The Fly53 NME Radar Tour Hits York – Review

Fly53 NME Radar Tour – Golden Silvers, Marina And The Diamonds, Local Natives, Yes Giantess
York, The Duchess
30 September

“It’s so LOUD!” shrieks Local Natives bassist Andy Hamm, referring to the ear-bleeding din reverberating through the backstage walls. “Seriously every night on the tour has just been the same, my ears are ringing…”

The dude ain’t kidding. The venue only opened its doors 15 minutes ago, but already first act up Boston’s synth-happy Yes Giantess are wrapping our heads round a rainbow of joyous, throbbing pop that begs, borrows and pilfers the best bits of Prince, Passion Pit and MGMT and ensconces it in a shiny tin-foil, cheddar-cheese wrapper.

And the volume is up, every stab of synth like a blast to the head. Californians Local Natives are just as face-splittingly loud but are the odd-ones-out on this electro-pop heavy bill due to the fact the cupid’s arrows they use to pierce a roomful of hearts come in the form of gee-tars.

Setting up camp somewhere between Grizzly Bear and Fleet Foxes with a soupcon of Beach Boys-esque saintly vocal harmonies, their gentle, surf-swept folk-indie lap at the edges of our synthed-out minds. And by the time they launch into a spaced out version of Talking Heads’ ‘Warning Sign’ they’ve got the entire room swooning over them and singer Taylor Rice’s porno moustache.

Marina and the Diamonds don’t do moustaches, nor does she do subtle, chanted melodies. Dressed in a low cut black jumpsuit, as she thrashes straight into ‘Girls’, big hair bouncing, glossy lips pouting, coquettish magnetism Katy Perry could only dream of, any romance in the room quickly turns to lascivious abandon.

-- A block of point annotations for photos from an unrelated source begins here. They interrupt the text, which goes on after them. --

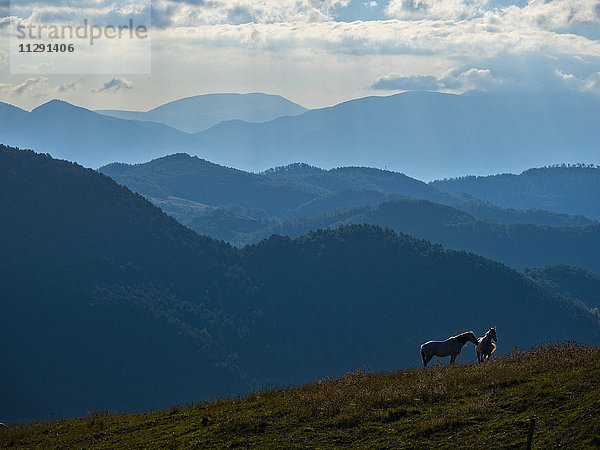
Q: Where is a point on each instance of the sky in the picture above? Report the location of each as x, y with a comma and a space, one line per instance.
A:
314, 52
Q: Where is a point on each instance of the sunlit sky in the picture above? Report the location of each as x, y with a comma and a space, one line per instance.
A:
319, 53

This sass-buttered diva is all about the performance, segueing graceful dance moves with huge vocals that flutter, gallop and swoop from an operatic falsetto to a throaty purr at the toss of a head or knowingly smile. Parading through the dreamlike ‘I Am Not A Robot’, a frantic cover of Late of the Pier’s ‘Space and the Woods’ and gloriously mad-hatter ‘Mowgli’s Road’, she unceremoniously manages to whip the carpet out from underneath tonight’s headliners feet.

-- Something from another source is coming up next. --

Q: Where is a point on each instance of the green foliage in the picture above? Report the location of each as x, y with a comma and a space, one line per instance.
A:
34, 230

Swapping glamour for geeky charm, the last time this London-based trio Golden Silvers played here was to about five people, so now the presence of a full, rapt room gives a jubilant edge to their already acid-fried cheer. And from the sweet honey of ‘Another Universe’, to the stomping psych-rock-pop of ‘Shakes’ and Bowie-esque ‘True Romance’, York are quickly left with little doubt that gold and silver can glitter just as loudly and brightly as diamonds.